Collator is used to simplify our processing of differences between different languages. Collator mainly deals:
- Normalized typical equivalent characters
- Multi-level comparison
Compare Java strings by comparing the Unicode byte code point. This will mean that in UnicodeCodeThe sorting weight specified by the chart character position, but this is not the case. The language may have identical characters and different sorting weights.
For example, if you do not understand German, you may want to sort (\ u00df) as B or B, but in fact it is SS, in this language, the sort value is higher than the normal S.
Multi-level comparison provides four comparison levels: basic characters, accents, cases, and punctuation marks.
Note that collator does not support punctuation.

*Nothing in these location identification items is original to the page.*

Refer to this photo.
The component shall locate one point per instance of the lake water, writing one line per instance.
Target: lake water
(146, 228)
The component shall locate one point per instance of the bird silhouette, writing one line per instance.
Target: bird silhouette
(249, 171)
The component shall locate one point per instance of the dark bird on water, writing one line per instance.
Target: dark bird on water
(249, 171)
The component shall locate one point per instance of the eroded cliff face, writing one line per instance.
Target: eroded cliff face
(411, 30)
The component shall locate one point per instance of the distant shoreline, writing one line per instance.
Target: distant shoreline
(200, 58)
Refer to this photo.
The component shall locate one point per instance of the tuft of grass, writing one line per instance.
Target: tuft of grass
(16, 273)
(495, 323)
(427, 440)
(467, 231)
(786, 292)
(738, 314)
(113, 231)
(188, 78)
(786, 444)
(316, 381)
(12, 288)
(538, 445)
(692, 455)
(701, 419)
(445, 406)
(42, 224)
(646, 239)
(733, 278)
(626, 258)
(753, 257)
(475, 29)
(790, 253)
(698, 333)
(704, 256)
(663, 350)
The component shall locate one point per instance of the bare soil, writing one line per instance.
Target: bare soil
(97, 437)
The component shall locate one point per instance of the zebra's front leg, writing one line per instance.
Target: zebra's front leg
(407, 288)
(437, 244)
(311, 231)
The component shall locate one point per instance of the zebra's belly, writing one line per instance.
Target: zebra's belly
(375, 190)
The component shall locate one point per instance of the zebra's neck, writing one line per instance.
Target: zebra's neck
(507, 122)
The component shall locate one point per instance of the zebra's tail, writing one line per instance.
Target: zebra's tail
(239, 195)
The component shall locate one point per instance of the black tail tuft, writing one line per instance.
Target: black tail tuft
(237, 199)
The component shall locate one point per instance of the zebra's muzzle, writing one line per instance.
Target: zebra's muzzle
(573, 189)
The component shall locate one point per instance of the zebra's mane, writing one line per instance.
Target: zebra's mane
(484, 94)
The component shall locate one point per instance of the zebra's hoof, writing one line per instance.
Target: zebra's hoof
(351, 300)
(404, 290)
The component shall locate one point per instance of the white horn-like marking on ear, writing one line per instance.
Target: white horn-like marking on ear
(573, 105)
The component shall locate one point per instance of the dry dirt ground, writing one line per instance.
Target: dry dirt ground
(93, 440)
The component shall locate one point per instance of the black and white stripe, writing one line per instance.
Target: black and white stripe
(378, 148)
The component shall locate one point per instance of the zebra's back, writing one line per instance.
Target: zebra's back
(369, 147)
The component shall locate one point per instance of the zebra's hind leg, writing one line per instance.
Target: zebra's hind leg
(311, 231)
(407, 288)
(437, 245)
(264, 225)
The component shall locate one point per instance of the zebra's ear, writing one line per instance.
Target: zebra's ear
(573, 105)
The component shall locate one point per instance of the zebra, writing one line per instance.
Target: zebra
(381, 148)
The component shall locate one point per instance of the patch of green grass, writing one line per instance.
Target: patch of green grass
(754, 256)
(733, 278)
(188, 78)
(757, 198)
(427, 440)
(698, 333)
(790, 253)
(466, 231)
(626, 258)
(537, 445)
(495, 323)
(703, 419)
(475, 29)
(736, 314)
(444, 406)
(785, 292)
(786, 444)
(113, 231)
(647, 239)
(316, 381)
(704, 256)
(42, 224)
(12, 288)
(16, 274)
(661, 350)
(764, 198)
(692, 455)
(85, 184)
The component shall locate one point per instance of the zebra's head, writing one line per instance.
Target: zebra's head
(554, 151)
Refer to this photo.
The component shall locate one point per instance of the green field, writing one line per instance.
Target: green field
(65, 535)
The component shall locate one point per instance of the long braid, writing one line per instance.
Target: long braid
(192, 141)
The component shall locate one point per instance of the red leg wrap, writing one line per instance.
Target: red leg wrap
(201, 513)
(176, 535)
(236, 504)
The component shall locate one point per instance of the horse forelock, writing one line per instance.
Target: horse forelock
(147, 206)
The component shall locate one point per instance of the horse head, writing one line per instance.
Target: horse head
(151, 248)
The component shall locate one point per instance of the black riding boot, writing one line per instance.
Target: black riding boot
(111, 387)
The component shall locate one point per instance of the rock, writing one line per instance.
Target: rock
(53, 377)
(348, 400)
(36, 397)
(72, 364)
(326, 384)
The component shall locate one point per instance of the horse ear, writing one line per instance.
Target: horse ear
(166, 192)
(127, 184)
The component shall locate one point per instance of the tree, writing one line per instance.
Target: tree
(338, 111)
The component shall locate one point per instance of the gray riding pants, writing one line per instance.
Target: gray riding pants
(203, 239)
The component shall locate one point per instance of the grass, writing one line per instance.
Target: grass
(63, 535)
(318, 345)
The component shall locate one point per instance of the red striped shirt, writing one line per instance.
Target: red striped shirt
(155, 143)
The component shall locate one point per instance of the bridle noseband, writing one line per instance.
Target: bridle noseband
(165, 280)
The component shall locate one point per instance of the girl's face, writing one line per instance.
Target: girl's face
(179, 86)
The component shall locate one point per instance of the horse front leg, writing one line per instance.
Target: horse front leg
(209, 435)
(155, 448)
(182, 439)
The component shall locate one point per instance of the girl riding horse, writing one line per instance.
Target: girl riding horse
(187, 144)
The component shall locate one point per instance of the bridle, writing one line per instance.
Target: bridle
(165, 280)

Let's take a look at some specific code for multi-level comparison examples:
System. Out. println ("A equals B->" + (collator. Compare ("A", "B") = 0? "True": "false"); system. out. println ("A equals à->" + (collator. compare ("A", "à") = 0? "True": "false"); system. out. println ("A equals a->" + (collator. compare ("A", "A") = 0? "True": "false "));
When collator. setstrength (collator. Primary ):
A equals B-> false
A equals à-> true
A equals a-> true
When collator. setstrength (collator. Secondary ):
A equals B-> false
A equals à-> false
A equals a-> true
When collator. setstrength (collator. Tertiary ):
A equals B-> false
A equals à-> false
A equals a-> false
There is also the following code, although the first line outputs false, but they do look exactly the same string:
Collator. setdecomposition (collator. canonical_decomposition); string single = "abgaskr \ signature"; string combined = "abgaskr \ u0075 \ signature"; system. Out. println ("single equals combined? "+ (Collator. Compare (single, combined) = 0? "True": "false "));
The seed collator class is hard to understand, but you can't do without it when you need to process different languages.
You can view
The javadoc document of the collator class.